Many more were tuned in to the livestream. ICER had, apparently become a known entity after years of quietly gaining influence behind the scenes. In front of the crowd, ICER’s panel determined that four of the newly approved myeloma drugs indeed work, but they’re all dramatically overpriced and don’t represent 'high value.” Pharma is overcharging cancer patients for their livesaving meds, the quants found. When the floor opened to public comments, things got emotional.

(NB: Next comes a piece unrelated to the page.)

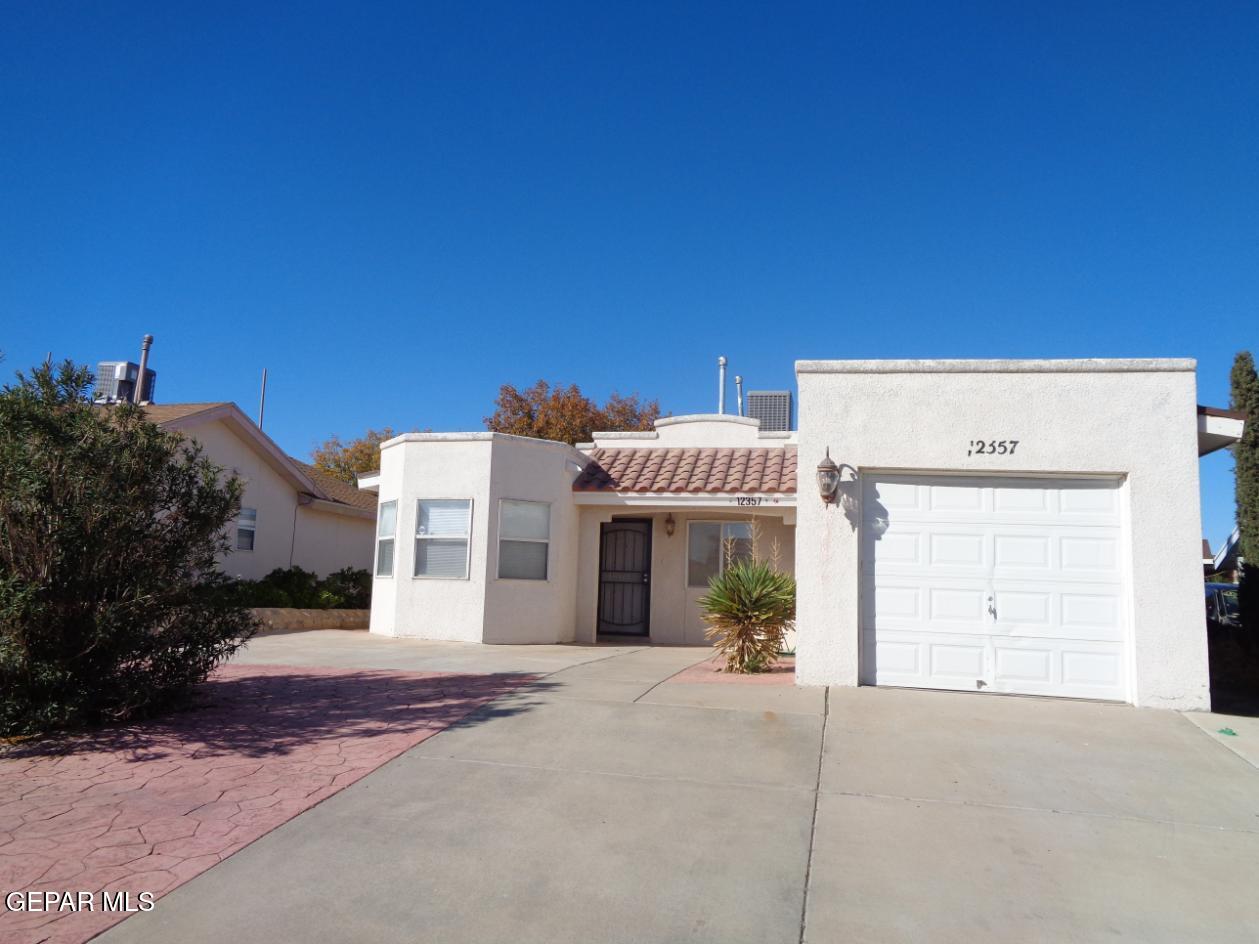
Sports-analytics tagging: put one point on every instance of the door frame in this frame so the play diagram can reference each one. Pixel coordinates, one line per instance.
(598, 584)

The first speaker was Robin Tuohy, who runs patient support groups at the International Myeloma Foundation. Her husband, Michael, was diagnosed with the disease 17 years ago. Without Revlimid, he wouldn’t be alive today. ICER’s reports are a “slippery slope” that could give insurers “leverage to limit or deny access to treatment,” she says. “Your decision will certainly affect lives,” she told Pearson. Other attendees erupted into applause. One after another, patients, caregivers, and Pharma reps stood up and cut into the nonprofit.

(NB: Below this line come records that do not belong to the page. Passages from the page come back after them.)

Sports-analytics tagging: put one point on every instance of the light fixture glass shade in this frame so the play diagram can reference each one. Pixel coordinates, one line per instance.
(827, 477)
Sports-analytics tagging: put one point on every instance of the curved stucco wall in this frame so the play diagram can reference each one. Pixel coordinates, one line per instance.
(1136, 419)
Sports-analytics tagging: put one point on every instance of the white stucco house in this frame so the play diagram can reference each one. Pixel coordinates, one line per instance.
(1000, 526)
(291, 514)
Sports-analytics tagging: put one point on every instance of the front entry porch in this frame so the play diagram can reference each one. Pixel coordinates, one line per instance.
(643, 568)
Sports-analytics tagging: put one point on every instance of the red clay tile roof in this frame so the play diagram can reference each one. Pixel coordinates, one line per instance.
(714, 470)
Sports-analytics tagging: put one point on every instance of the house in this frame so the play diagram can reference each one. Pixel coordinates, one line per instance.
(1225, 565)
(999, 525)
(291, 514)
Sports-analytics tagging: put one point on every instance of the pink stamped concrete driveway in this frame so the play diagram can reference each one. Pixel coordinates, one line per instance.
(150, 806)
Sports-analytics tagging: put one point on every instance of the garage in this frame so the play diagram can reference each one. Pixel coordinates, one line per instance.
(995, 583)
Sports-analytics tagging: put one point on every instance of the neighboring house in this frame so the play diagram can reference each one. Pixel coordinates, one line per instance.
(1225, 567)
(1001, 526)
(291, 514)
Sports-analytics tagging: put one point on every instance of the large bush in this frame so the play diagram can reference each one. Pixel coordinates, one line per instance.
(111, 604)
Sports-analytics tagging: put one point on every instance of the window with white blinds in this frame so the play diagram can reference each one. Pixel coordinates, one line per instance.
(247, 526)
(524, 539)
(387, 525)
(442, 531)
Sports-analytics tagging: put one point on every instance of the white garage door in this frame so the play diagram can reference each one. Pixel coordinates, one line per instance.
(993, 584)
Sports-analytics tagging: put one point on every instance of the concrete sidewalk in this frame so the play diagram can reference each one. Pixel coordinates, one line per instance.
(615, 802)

ICER likes to think it’s above the fray and apolitical, that it provides “an objective review of evidence and the public forum in which to debate it,” as Pearson says. But Pharma disagrees. For the past year, nonprofits with names like the Alliance for the Adoption of Innovations in Medicine and the Center for Medicine in the Public Interest (which take money from Big Pharma) have been putting out whitepapers suggesting, among other things, that ICER’s methods are flawed (that by comparing the cost of new drugs to the price of an older treatment, say, the institute is intentionally making new treatments appear expensive) or that ICER also gets all its money from insurance companies. (ICER does receive some funding from insurance companies, but the vast majority of its funding comes from a former hedge fund billionaire’s private foundation; he’s interested in market efficiency, his staff says. See WIRED issue 25.02.) One of ICER’s main antagonists is an advocacy group called Patients Rising formed, per their website, “to stand up for patients.” But Patients Rising was co-founded by a communications professional and is funded by Celgene, Amgen, and PhRMA, the pharmaceutical industry’s lobbying arm. Last year Patients Rising started ICER Watch, a blog dedicated to exposing what they consider to be the evils of ICER. Some of the same companies that fund Patients Rising also support the International Myeloma Foundation, a leading patient advocacy group and another fierce critic of ICER.

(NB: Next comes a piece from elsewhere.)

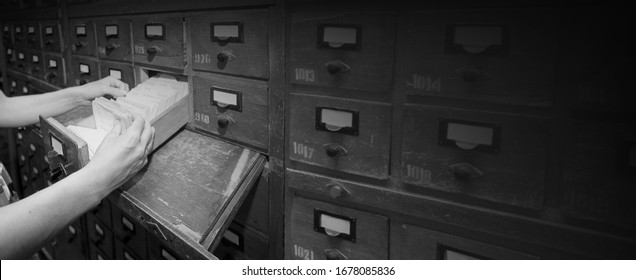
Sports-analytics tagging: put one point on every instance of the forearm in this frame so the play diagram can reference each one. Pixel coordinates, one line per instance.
(25, 226)
(25, 110)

Related Stories• • • Pearson likes to joke that “we’re the mouse and there are all of these 800-pound elephants stomping around, very afraid of our little reports.” But it’s not very hard for an elephant to crush a mouse. And whatever Pharma’s goal is in attacking ICER’s credibility, it’s not helping the cancer patients who can’t afford their meds. Getting cancer now costs an average patient $5,000 a year out of pocket, and cancer patients are almost three times as likely to declare bankruptcy as healthy Americans.
Cancer patients who go bankrupt have a 79 percent higher mortality rate. Drugs that happen to be expensive can save some people—but drugs that are too expensive can end up killing others.